Some examples of financial abuse include:
- Ruining credit scores by taking out loans in the name of their victims.
- Harassing them at the workplace until they eventually lose their job and source of income.
- Preventing them from going to job interviews.
- Forbidding them to look at bank statements or bills.
- Stripping them of all financial decisions and access to bank accounts by placing the money in their name.
- Identity theft.
- Restricting their ability to provide for their children.
According to the Allstate Foundation Purple Purse, financial illiteracy and a lack of finances is the number one deciding factor for a survivor to stay, leave or return to an abusive relationship. A 2014 survey commissioned by the Allstate Foundation found that while 98% of domestic-violence victims also experienced financial abuse, 78% of Americans had not heard about financial abuse as it relates to domestic violence.

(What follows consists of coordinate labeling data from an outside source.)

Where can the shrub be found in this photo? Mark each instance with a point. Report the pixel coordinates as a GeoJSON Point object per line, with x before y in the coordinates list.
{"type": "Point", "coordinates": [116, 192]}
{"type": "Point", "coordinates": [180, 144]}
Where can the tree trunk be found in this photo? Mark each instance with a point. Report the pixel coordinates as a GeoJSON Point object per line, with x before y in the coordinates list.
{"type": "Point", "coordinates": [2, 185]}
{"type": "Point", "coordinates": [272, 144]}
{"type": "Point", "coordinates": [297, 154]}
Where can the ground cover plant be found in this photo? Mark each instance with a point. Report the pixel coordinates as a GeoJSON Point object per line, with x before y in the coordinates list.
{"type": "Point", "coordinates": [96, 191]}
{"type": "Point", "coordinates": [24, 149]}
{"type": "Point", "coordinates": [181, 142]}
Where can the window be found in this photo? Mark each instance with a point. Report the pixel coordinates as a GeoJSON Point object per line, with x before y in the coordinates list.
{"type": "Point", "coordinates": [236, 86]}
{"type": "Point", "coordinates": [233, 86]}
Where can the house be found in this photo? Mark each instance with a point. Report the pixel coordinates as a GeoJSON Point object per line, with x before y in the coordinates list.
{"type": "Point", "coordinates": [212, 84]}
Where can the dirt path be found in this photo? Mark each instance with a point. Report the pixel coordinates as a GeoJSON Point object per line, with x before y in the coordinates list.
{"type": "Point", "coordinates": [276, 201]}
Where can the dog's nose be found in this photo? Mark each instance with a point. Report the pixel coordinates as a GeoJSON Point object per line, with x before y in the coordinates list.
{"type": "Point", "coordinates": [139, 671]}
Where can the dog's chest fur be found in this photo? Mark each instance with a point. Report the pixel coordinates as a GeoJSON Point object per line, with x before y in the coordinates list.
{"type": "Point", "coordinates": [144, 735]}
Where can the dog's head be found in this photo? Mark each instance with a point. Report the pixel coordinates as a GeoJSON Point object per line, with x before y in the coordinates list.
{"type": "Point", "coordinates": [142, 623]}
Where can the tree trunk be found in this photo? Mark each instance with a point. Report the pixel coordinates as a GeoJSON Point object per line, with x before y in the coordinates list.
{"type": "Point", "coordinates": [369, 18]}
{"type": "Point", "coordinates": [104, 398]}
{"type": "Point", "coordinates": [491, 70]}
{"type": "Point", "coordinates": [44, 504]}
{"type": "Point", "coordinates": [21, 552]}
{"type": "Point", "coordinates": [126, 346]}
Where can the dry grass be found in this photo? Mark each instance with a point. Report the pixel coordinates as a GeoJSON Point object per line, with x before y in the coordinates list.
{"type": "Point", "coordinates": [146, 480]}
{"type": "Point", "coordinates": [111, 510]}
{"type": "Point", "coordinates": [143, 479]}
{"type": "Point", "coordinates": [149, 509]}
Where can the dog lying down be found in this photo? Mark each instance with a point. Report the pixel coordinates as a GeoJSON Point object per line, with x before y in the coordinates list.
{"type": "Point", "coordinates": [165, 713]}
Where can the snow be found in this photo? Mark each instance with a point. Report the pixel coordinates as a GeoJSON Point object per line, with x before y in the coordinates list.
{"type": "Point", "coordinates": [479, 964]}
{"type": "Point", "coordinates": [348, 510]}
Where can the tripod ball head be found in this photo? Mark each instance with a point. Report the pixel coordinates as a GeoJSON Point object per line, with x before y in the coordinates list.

Financial literacy is crucial for survivors in their journey towards independence. Financial literacy can help women recover from abusive relationships.
Here are some steps towards which survivors can gain financial independence:
- Build financial confidence by enrolling in classes on money management.
- Change the beneficiary on your account to someone other than your abuser.
- Collect and safeguard the details of your financial life, including your existing accounts, assets and any debts. Abusers often hide this information from their partners.
- Save money in your own name, so you have access to cash. If this is difficult because you’re still in the abusive relationship, then options include saving change, taking money out of your paycheck and putting in a separate account under a friend’s address, so the abuser doesn’t find out about it.
- When leaving an abusive relationship, try to take at least half of the money from all joint accounts, so the abuser doesn’t drain the accounts and leave you with nothing.
- Plan your finances ahead of time and make a budget for your spending, when you leave.
- Build a credit history in your own name by having your own credit card, bank account and other accounts, and have the statements delivered electronically.
- Protect your identity by keeping your Social Security number and other personal details, such as pin numbers, safe and sharing them with as few people as possible. Change them if necessary.
- Check if your state offers the address confidentiality program, so your address stays hidden from your abuser.